Managed care refers to administrative controls over the use and costs of services. Managed care approaches are increasingly used to coordinate the delivery of health-related services and short-term medical care. In medicine and health care policy, opinions about managed care remain divided. Some observers believe that managed care holds promise for resolving quality and access problems and controlling the spiralling costs of medical and related services.
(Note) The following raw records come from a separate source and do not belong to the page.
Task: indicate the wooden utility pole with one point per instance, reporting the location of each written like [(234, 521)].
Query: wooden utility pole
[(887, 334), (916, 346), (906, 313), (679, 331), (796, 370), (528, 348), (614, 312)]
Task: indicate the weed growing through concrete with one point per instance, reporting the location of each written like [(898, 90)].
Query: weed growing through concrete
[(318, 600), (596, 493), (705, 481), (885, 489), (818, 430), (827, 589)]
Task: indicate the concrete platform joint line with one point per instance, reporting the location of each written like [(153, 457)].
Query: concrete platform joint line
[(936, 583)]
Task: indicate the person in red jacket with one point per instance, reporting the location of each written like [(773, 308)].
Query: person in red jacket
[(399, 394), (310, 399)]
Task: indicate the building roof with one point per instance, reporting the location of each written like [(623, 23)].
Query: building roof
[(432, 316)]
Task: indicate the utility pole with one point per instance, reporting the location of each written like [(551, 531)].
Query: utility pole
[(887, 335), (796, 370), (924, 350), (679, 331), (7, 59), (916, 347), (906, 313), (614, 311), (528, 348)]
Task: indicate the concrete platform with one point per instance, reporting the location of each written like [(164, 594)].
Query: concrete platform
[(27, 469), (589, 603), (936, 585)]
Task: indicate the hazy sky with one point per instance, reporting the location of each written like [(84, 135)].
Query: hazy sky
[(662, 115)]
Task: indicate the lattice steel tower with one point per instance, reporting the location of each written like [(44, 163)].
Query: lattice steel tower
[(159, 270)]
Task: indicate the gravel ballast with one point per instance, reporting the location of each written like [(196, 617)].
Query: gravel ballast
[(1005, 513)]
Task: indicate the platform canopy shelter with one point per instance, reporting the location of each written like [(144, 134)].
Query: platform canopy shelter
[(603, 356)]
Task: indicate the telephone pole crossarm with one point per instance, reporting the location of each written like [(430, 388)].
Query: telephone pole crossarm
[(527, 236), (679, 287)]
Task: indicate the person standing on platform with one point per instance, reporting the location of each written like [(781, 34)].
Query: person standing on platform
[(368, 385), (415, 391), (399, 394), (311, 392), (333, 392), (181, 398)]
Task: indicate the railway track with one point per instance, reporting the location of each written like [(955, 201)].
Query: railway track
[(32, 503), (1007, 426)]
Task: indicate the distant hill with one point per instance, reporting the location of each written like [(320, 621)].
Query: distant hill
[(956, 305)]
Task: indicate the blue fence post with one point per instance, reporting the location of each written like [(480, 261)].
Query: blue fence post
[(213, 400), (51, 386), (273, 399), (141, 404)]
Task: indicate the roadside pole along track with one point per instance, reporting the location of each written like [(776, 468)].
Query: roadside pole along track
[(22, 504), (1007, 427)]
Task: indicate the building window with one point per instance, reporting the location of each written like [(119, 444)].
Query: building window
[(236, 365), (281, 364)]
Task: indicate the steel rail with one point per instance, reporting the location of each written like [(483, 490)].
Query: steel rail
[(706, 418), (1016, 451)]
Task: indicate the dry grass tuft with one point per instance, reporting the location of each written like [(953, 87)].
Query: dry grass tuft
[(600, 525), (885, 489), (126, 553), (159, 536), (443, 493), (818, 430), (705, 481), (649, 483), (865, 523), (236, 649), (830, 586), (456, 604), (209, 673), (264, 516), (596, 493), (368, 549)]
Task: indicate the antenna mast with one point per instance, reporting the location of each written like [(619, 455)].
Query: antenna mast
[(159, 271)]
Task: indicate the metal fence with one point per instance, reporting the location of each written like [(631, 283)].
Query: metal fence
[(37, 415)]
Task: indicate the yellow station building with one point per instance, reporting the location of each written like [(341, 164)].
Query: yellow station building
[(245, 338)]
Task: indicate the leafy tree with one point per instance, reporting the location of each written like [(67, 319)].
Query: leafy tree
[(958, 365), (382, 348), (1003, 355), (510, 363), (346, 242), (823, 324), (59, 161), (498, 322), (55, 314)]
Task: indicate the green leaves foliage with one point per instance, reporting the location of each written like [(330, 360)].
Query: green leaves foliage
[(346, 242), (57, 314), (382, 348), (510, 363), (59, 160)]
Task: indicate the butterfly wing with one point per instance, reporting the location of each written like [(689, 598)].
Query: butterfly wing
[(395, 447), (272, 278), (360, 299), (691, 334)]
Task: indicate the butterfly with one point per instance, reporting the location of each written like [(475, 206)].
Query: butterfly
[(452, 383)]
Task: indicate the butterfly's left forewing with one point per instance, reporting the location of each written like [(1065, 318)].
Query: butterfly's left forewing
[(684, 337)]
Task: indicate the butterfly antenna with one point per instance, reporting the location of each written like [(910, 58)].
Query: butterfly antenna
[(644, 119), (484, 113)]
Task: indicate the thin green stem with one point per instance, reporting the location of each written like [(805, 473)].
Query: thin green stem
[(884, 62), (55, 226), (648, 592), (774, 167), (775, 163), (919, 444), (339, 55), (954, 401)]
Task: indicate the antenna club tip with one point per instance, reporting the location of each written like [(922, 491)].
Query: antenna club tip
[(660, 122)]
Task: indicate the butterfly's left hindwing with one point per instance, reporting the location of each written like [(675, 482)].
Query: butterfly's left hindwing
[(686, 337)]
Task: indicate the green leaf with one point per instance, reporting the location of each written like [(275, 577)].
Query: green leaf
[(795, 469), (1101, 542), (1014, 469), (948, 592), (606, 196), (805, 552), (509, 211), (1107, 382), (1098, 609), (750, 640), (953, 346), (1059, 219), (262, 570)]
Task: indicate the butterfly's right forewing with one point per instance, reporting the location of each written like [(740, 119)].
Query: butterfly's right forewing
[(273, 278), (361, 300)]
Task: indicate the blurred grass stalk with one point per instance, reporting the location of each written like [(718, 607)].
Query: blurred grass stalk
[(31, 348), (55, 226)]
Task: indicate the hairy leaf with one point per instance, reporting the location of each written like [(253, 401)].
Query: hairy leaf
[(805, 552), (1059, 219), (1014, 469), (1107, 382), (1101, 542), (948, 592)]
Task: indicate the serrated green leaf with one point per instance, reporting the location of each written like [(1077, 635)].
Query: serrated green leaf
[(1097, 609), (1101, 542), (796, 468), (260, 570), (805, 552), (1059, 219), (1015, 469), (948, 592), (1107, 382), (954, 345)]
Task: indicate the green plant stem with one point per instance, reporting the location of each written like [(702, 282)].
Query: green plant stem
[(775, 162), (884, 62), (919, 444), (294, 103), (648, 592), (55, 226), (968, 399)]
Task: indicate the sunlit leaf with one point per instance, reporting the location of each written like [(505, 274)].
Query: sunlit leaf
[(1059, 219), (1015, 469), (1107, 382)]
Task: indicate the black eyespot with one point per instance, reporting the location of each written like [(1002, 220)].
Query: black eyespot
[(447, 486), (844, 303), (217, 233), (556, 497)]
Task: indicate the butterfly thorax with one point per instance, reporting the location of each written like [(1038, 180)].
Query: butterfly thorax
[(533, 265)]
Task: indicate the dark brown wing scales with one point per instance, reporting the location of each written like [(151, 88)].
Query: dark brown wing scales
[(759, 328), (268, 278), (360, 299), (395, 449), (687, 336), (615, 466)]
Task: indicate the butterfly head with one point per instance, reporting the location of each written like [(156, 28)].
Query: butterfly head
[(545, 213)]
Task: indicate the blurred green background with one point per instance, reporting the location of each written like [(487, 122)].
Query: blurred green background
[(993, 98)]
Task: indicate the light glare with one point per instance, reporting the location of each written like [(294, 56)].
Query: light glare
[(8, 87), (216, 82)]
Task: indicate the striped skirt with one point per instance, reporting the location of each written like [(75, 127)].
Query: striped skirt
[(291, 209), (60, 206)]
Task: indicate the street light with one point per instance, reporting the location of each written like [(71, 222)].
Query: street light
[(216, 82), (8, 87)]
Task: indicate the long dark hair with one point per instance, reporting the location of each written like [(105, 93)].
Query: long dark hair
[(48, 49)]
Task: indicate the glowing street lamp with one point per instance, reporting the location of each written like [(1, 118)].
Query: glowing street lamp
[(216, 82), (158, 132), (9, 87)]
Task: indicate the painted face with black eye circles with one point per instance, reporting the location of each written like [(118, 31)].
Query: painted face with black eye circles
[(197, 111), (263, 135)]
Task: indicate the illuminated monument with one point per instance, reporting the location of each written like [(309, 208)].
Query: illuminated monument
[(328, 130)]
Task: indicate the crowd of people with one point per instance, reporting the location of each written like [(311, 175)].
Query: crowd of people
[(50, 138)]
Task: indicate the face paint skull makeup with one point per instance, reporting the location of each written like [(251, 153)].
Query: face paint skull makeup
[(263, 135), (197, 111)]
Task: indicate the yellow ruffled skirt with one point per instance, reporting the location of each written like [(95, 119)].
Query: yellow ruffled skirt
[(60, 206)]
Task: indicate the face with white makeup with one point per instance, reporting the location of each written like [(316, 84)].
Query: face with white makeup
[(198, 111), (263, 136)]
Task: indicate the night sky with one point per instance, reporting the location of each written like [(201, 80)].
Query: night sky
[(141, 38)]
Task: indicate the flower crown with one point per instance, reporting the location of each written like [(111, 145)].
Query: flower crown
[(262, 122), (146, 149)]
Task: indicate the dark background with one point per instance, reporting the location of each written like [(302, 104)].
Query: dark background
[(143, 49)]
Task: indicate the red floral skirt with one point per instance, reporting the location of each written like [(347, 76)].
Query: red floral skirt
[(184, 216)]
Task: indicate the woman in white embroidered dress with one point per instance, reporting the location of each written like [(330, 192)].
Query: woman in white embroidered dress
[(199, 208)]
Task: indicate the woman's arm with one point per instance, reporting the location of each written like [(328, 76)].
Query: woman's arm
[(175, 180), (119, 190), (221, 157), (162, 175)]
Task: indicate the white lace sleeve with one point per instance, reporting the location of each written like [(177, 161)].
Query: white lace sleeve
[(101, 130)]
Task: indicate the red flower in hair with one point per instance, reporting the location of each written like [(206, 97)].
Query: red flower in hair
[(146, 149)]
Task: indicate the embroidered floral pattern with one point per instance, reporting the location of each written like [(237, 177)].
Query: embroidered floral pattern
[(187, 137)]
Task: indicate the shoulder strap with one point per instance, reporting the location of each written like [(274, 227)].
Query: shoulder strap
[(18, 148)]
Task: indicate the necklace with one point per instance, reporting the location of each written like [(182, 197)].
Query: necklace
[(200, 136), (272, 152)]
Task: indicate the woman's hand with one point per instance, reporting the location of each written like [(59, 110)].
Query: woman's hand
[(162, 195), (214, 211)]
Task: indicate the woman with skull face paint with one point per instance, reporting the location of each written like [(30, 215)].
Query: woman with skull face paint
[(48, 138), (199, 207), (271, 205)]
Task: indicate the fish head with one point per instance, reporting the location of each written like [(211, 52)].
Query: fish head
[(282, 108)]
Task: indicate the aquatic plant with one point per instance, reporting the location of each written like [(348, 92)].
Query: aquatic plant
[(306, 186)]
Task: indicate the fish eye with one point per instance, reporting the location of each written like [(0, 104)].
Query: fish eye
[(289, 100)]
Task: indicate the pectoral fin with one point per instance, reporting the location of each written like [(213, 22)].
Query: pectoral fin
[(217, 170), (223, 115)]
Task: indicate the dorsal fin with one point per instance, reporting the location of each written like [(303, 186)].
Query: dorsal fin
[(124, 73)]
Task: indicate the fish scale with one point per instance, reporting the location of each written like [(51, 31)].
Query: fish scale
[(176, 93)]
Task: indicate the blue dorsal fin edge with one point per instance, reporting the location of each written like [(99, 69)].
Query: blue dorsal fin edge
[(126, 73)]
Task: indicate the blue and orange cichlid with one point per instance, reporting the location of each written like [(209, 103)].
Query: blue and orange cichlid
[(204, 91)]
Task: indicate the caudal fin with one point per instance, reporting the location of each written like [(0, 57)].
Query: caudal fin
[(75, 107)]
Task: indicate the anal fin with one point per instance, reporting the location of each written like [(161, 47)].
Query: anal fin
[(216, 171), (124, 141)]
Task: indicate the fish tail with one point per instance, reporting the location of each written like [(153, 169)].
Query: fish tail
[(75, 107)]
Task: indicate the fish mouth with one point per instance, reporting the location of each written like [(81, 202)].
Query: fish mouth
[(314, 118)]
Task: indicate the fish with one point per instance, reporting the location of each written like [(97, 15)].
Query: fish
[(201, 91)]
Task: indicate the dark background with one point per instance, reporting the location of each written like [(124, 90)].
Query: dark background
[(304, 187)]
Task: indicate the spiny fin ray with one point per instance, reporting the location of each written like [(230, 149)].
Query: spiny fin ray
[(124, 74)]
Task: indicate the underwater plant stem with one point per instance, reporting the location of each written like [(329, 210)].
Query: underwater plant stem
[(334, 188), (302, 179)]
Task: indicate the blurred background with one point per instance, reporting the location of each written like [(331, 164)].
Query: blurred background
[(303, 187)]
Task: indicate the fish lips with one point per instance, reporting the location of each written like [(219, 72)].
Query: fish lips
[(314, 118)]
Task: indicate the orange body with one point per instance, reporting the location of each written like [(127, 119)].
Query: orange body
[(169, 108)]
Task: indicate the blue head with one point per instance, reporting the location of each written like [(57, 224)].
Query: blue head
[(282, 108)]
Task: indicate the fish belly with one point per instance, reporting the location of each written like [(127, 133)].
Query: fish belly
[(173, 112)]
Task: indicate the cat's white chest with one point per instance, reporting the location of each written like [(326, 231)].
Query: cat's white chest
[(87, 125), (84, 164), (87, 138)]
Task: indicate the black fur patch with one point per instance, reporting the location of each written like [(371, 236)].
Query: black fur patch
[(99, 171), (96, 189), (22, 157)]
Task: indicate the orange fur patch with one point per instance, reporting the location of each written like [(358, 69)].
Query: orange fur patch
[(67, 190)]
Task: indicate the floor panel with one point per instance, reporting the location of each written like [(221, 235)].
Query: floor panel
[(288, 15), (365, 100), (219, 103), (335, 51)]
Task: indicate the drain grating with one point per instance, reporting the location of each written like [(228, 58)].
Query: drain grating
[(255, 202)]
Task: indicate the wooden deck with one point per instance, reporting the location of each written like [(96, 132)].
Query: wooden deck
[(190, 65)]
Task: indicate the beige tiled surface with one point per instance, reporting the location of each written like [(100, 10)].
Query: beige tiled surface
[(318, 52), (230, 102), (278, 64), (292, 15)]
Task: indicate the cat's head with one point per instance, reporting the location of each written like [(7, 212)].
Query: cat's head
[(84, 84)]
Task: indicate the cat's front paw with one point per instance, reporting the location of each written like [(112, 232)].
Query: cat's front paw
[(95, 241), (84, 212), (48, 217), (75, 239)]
Others have expressed concerns that managed care shifts decision-making from the local level to remote and impersonal organizations, creates significant access problems for persons with complex and significant needs, and contains inadequate consumer safeguards.

Since many states are moving rapidly to enroll people with developmental disabilities in managed care plans for long-term services and since this approach is largely untested in this area, it is imperative to define the principles and values that must underlie managed care in developmental disabilities.

Whereas:

  • Families of children with developmental disabilities should receive the services necessary to maintain their sons and daughters at home.
  • Families of children with developmental disabilities should have maximum choice over the nature and types of home and community-based services provided to them.
  • People with developmental disabilities should be able to exercise the same degree of choice about where and with whom to live as nondisabled persons in American society.
  • Adults with developmental disabilities–with the support of guardians, in exceptional circumstances–should be able to select the agencies or individuals from whom they will receive support.
  • Adults with developmental disabilities should receive supports and services based on their individual preferences and choices.
  • People with developmental disabilities should have the same opportunities as other American citizens to have homes of their own, meaningful work, and fulfilling personal life styles.

and Whereas:

  • People with developmental disabilities, family members, and advocates must be centrally involved in decision-making and planning regarding the administration of services.
  • Decisions regarding services and support for specific adults and children with developmental disabilities, or their families, should be made as close as possible to the people being served and, specifically, in the communities in which they live.
  • Unmet needs for services for people with developmental disabilities and their families exist in virtually every state and community.
  • Neither public bureaucracies nor large private corporations have demonstrated widespread success in administering local services responsive to individual needs.
  • Operators of congregate settings and agency facilities have not produced evidence to demonstrate their cost-effectiveness or superiority in the quality and responsiveness of their services.
  • People with developmental disabilities and their families are not commodities, and organizations must not be permitted to realize unreasonable benefits from addressing their needs.
  • The effectiveness of managed care or health care organizations in administering long-term supports and services for people with developmental disabilities and their families has not been demonstrated.

Therefore, we, as representatives of associations or as individuals, endorse the following principles if and when managed care is implemented:

  • Managed care must not be used to limit the supports and services people with developmental disabilities need to live successfully in the community.
  • Managed care should discourage placement in congregate facilities and encourage services that support people with developmental disabilities to live in their own homes and to participate in the everyday life of their communities as citizens, workers, and students.
  • Managed care must be administered in a manner that permits decisions regarding allowable services to be made in local communities and by people knowledgeable about and chosen by the specific individuals to be served.
  • Among the options available through managed care must be subsidies and individual financing options that enable people with developmental disabilities or their families to purchase services from either certified agencies, generic service providers, or private individuals.
  • People with developmental disabilities and their families must have access to due process protections and responsive consumer safeguards to challenge decisions regarding allowable services.
  • Funding for services under managed care must be sufficient to support people with the most intensive needs to live in the community.
  • Cost savings realized through the more efficient administration of services must be committed, first, to addressing unmet needs for long-term support of people with developmental disabilities and their families.
  • Managed care organizations must be evaluated by their interest in and commitment to the communities they serve and their sensitivity to the racial and cultural heritage of members of those communities.
  • People with developmental disabilities, their family members, and advocates must be involved in all planning and decision-making regarding the implementation of managed care.
  • Proponents of managed care must demonstrate the benefits of this approach in terms of accessibility, quality, and responsiveness of services and the achievement of cost-containment goals.

Developed by the Center on Human Policy at Syracuse University, Putting People First, a national project funded by the Robert Wood Johnson Foundation and the Institute on Disability at the University of New Hampshire, and Responsive Systems Associates, 1996. Please feel free to reproduce this statement.